Feb. 1st, 2011

d_aulnoy: (Default)
I had forgotten how deeply and truly tired antibiotics make me.  All I want to do is curl up in a quiet little ball and sleep.

So!  Since my brain is apparently good-for-nothing, which movie should I watch tonight - "Mirrormask" or "The Last Seduction?"  Additional suggestions welcome in the comments.

d_aulnoy: (Default)
Present tense.  Terse.  Loaded with implications.  Basically, the kind of writing that Stephen King accuses Harold of in The Stand.

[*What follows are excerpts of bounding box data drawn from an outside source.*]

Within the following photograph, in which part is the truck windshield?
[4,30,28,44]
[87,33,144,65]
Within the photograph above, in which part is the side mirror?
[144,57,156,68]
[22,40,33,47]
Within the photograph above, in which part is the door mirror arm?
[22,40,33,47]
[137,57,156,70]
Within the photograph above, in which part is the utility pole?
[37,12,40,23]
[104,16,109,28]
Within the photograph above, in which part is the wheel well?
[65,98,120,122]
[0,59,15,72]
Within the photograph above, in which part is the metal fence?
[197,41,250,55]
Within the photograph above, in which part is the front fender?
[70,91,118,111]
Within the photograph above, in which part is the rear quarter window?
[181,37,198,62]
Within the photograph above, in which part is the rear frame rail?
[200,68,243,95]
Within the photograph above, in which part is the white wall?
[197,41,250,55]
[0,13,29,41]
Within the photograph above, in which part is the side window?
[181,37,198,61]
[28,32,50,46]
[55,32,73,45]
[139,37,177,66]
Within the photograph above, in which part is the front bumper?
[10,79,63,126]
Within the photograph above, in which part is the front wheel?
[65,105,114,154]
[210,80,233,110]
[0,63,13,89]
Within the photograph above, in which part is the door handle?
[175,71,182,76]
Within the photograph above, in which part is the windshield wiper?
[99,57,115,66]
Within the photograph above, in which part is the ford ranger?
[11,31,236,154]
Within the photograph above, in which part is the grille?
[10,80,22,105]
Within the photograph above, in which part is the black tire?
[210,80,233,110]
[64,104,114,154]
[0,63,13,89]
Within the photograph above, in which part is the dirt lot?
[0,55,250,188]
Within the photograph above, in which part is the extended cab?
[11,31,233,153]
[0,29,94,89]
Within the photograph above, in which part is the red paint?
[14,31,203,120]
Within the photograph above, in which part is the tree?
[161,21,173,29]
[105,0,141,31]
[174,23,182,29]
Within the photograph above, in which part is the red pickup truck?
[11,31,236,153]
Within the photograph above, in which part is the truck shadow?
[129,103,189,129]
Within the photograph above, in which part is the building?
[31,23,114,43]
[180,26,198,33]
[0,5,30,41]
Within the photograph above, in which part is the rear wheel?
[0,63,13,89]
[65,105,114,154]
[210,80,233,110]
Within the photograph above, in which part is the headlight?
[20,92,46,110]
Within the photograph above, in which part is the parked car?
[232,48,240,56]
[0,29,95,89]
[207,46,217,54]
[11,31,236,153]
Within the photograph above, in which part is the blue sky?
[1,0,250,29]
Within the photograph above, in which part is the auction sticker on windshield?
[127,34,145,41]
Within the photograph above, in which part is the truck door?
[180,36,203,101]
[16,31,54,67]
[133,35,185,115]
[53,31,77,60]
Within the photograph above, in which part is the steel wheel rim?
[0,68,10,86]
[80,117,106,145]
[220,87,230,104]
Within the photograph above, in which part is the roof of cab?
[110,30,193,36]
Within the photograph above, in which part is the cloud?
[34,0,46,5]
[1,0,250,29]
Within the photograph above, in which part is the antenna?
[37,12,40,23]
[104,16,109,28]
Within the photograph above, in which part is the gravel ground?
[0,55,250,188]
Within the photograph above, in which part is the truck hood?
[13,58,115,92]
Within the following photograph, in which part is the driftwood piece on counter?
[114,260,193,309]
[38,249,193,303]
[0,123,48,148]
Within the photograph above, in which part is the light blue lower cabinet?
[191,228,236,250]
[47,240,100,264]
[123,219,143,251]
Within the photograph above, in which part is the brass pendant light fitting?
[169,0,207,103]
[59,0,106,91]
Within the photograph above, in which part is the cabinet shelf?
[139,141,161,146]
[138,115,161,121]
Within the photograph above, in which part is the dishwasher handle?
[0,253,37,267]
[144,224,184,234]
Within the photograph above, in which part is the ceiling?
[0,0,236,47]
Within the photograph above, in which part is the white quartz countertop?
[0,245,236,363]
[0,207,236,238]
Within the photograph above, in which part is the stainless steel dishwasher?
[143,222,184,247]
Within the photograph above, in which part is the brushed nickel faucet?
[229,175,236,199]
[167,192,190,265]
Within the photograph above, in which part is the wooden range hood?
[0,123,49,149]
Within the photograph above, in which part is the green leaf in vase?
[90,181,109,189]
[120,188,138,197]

My Life in Clothes is the kind of book that I ought to like, at least on paper: each chapter is marked by some garment and its contribution to self-image.  However.  instead, I'm rolling my eyes at the pretension.  She doesn't talk about clothes, either (I feel bait-and-switched): instead, it's all casual segues from, like, an overpriced bra her mom wanted to buy to the abuses that she suffered in her childhood, from the pedal-pushers she wears to meet a former lover onto their torrid resumption of a tawdry affair.  Ugh.

It seems like this is a subgenre within a sub-genre that might be doomed: the last book in this style I read was called something like "Little Black Dress," but it appears that I either hid it well enough to not be ashamed of myself for having bought it, donated it to some unworthy cause, or otherwise jettisoned it (and when I try to search on Amazon, all I get is a bunch of suggestions for "Mennonite in a Black Dress," which, no).  That one wasn't quite as pretentiously depressing (depressingly pretentious?), but the narration was equally self-obsessed and tiresome, if in a fluffier mode.  Perhaps - heavens forfend! - this implies that women with an interest in their own attire are tiresome and self-obsessed?

Nah.  Out of a sample-size of two, I merely choose to believe that they're bad writers.

Really bad writers.  Be warned, y'all. 

* To be fair, it doesn't seem this one has gotten an MFA.  Nevertheless, her work bears the deadly stamp.  If you, Dear Reader, have an MFA, please do not take this as a personal criticism, but accept it as a tongue-in-cheek jab at your most loathsome classmate.  In turn, when you jibe at self-important academics and their addiction to jargon, I will know that you do not mean me.